His son, Che Lovelace, paid his respects and expressed deep appreciation for the lessons that his father taught him as he reflected on a famous quote often repeated throughout his childhood.
“Many of the truths I received from Lovelace are deceptively simple, often uttered casually but quietly transformative. One of them is ‘You cannot do better than your best.’ It’s something he’d say before a task or in reflection after one, and though I’ve heard it from childhood, it has deepened in meaning as I have matured, especially as a painter.”
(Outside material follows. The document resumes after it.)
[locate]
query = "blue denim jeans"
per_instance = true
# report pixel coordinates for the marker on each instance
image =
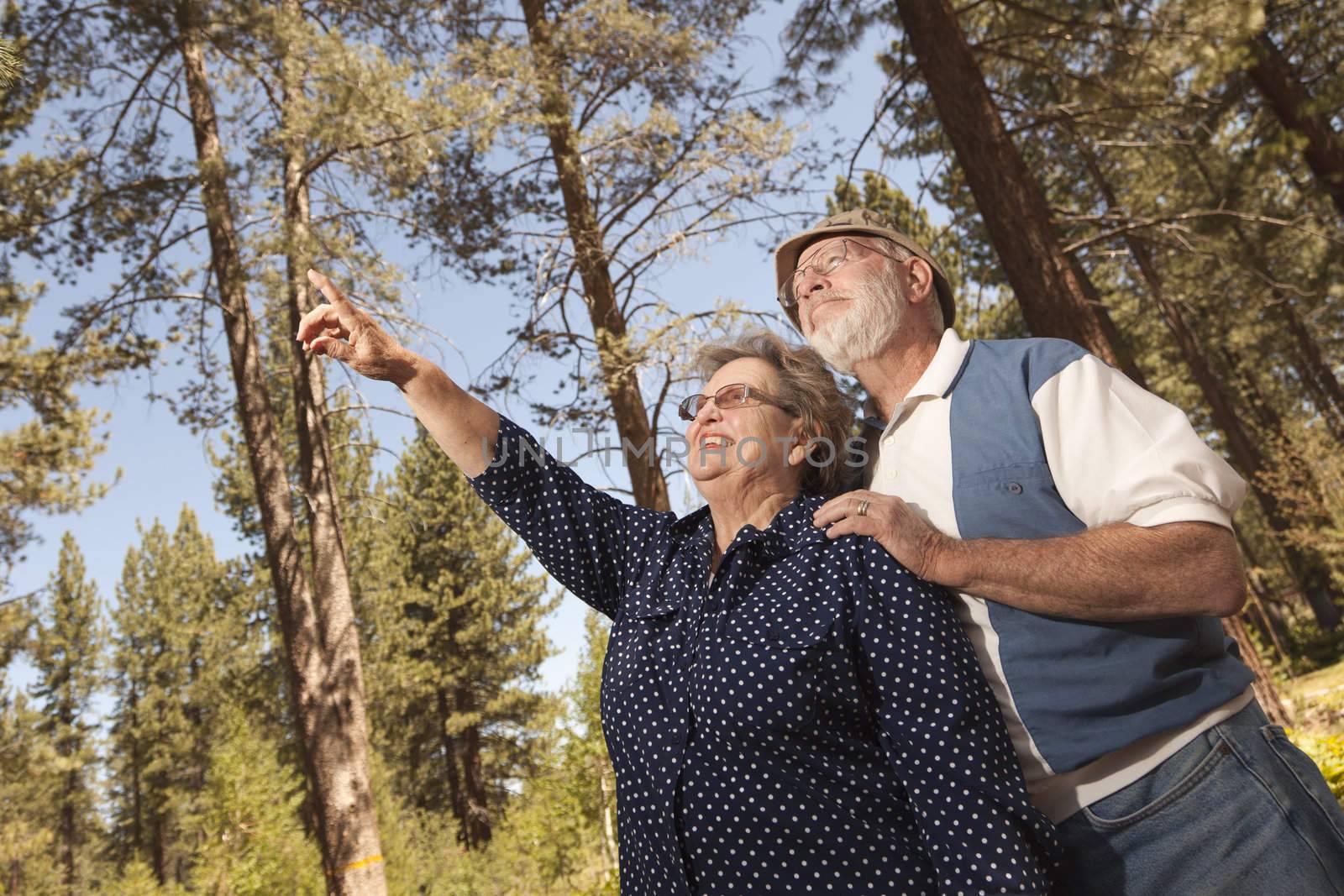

Quoting a line from one of the author’s novels, Is Just a Movie, close friend Wendell Manwarren mentioned that in his quest for understanding “what power is,” Mr. Lovelace’s wisdom played a pivotal role in shaping his knowledge on the topic.
“Lovelace says in asking for power, we would discover that we were indicating that we didn’t have any, in articulating our need for power, we had emphasised our powerlessness. So when in an earlier time we felt the tongue was our own and therefore to be defended by us, now we couldn’t defend a place we had come to believe we did not own. We had surrendered what we thought we didn’t have.”
Mr. Lovelace took to the stage, expressing heartfelt appreciation to family and well-wishers who honoured him by portraying his work through the exhibition.
“I have a lot I could say, and I was thinking of reading something but I wanted to get a book from here, but I think that the speakers we’ve had before have covered a lot of the area I would have wanted to cover. So let me just simply say thank you very much again for making this possible. It really has been appreciated. Thank you.”
Grounding: Lovelace at 90 is held in collaboration with the National Trust and supported by the Ministry of Culture and Community Development, through the Sport and Culture Fund.